Stuart Kent
(Android Developer)

More On Android Pie’s Brightness Control Changes

This post expands on TJ’s excellent article describing how the brightness control changes in Android Pie practically affect Android developers. Let’s get nerdier in a quest to understand more about this new behavior.

The brightness control change we’re interested in was motivated and described in an Android Developers Blog post as follows:

Humans perceive brightness on a logarithmic rather than linear scale. That means changes in screen brightness are much more noticeable when the screen is dark versus bright. To match this difference in perception, we updated the brightness slider UI in the notification shade and System Settings app to work on a more human-like scale.

Controls that operate on relatable, “human-like” scales usually lead to simpler mental models and more intuitive user experiences, so this is a great decision! Unfortunately, it made TJ’s life as a developer a little more tricky. In order to keep his brightness-control app DigiLux functioning how users expected, he needed to reverse-engineer the newly-introduced nonlinear relationship between slider input values and display brightness setting values. This reverse engineering was made difficult by two key factors:

  1. Human perception of brightness is not perfectly logarithmic (and therefore, neither are most brightness transformation functions);
  2. Android’s slider input values and display brightness setting values are both discretized (represented by integers in the range 0…255).

Factor 1 explains why TJ’s logarithmic best-fit curve did not perfectly match the data points he measured. In particular, we can see that the curve does not pass through (0, 0) (arrow 1), deviates noticeably from measured values in some regions (arrow 2), and fails to capture a strange flat section of measured values (arrow 3):

After this analytic approach failed to produce the required accuracy, TJ wisely decided to use his measurements to create a simple and efficient lookup table to perform transformations. Problem solved; job done; app updated; users happy!
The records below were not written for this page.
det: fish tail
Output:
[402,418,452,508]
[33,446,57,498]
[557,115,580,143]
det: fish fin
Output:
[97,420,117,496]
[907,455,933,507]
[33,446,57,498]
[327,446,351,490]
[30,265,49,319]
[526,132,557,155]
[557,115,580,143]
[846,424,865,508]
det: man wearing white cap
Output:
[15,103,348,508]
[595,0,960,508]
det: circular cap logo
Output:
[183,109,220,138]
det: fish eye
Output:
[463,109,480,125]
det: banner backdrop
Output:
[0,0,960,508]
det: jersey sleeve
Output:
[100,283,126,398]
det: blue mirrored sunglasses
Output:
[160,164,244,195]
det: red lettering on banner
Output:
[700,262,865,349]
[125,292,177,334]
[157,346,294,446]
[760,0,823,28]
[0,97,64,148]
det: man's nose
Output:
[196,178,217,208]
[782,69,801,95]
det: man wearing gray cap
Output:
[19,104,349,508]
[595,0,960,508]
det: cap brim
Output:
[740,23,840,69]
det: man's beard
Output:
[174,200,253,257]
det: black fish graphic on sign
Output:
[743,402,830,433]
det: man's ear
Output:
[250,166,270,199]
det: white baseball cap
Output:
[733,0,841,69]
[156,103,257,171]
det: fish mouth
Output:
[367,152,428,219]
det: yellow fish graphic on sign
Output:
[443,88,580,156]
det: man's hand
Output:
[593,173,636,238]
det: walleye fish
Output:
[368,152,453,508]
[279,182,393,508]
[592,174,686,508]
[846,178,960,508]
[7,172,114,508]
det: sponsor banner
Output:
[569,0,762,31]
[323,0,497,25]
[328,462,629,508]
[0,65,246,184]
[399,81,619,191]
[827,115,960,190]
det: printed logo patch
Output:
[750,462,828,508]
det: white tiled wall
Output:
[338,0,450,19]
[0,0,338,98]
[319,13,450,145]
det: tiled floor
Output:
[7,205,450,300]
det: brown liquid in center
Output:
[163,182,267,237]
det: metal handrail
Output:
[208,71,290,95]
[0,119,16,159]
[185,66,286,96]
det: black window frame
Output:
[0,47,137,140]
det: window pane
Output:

Now’s where we get extra nerdy.

Android’s brightness slider is part of the system UI, which means its source code lives in AOSP. The slider is defined in the BrightnessController class. This class implements an onChanged method to process changes in the brightness slider’s value. I’ve highlighted the important lines below:

public void onChanged(ToggleSlider toggleSlider, boolean tracking, boolean automatic,
        int value, boolean stopTracking) {
    // ...

    final int val = convertGammaToLinear(value, min, max);

    // ...

Jackpot! The function convertGammaToLinear and its inverse, convertLinearToGamma, represent the nonlinear mappings TJ reverse-engineered. These functions are defined in the BrightnessUtils class, so we can now see exactly how they are implemented by the platform:

public static final int GAMMA_SPACE_MAX = 1023;

// Hybrid Log Gamma constant values
private static final float R = 0.5f;
private static final float A = 0.17883277f;
private static final float B = 0.28466892f;
private static final float C = 0.55991073f;

public static final int convertGammaToLinear(int val, int min, int max) {
    final float normalizedVal = MathUtils.norm(0, GAMMA_SPACE_MAX, val);
    final float ret;
    if (normalizedVal <= R) {
        ret = MathUtils.sq(normalizedVal / R);
    } else {
        ret = MathUtils.exp((normalizedVal - C) / A) + B;
    // HLG is normalized to the range [0, 12], so we need to re-normalize to the range [0, 1]
    // in order to derive the correct setting value.
    return Math.round(MathUtils.lerp(min, max, ret / 12));

public static final int convertLinearToGamma(int val, int min, int max) {
    // For some reason, HLG normalizes to the range [0, 12] rather than [0, 1]
    final float normalizedVal = MathUtils.norm(min, max, val) * 12;
    final float ret;
    if (normalizedVal <= 1f) {
        ret = MathUtils.sqrt(normalizedVal) * R;
    } else {
        ret = A * MathUtils.log(normalizedVal - B) + C;
    return Math.round(MathUtils.lerp(0, GAMMA_SPACE_MAX, ret));

The inline comments indicate that these functions are derived from the Hybrid Log-Gamma transformation. This transformation patches together a gamma-curve (yes, that gamma) and a logarithmic curve to approximate actual human brightness perception. The blue curve below represents this transformation. Note that it passes through (0, 0) and has a small kink at output value 0.5 (magnified in the second image for clarity), just like TJ’s experimental measurements. Now we know where that kink comes from!